The goal is to what their names says, take back the site. These vigils started in 1999 after a five-year-old girl was murdered, and the Benedictine Sisters of Erie, PA decided to take a stance against violence and promote peace and healing.

“It is not about making judgments of people but in fact trying to reclaim, for our city, some place where violence has occurred to nonviolence, or back to peace. And that’s why it’s called ‘take back the site.’ The site of where a murder or homicide is committed is committed, we take that back, reclaim it for nonviolence, for peace, for the neighborhood, for the people involved, but for the whole city. And in doing so, our hope is we are also committing ourselves to work for peace in our city. To work so this kind of tragedy doesn’t happen in our city and be a witness to that,” said Sister Mary Ellen Plumb of the Benedictine Sisters of Erie, PA.

The victim is not the only affected by the violence. It’s a ripple effect with family and community members feeling the pain and needing healing.

“These events are helpful to the families in that it gives them a platform to begin healing. This is what they’ve told us. They’ve come back and said ‘The Take Back the Site vigil allowed us to find a place where we could start to heal and we could start to move forward.’ And I’m seeing that throughout the community as well. We are building community; community is coming together,” remarked Betsy Wiest, social justice coordinator, SSJ.

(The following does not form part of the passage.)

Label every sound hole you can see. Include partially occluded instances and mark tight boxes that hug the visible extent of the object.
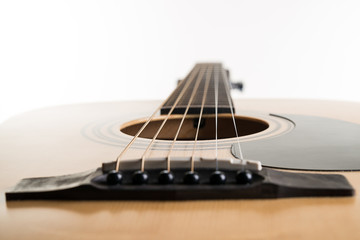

The Benedictine Sisters of Erie, PA share service duties with the Sisters of Saint Joseph and the Sisters of Mercy. Though affiliated with the Catholic Church, all religious faiths and beliefs are welcome to pray and promote peace at these vigils.

The vigils are there to help heal and take place about three to four weeks after a homicide.

“It is a beginning for them to realize ‘Okay I can begin to move forward.” With the community, we’re seeing them come together. I have seen whole neighborhoods coming together at vigils to really reclaim and to really build community in an effort to say ‘this is our neighborhood. We are reclaiming this. This is a sacred spot for us,'” said Wiest.

Tonight’s vigil marks the first of 2020 and the 128th since these started in 1999. The Benedictine sisters hope it is the last and that peace will reign.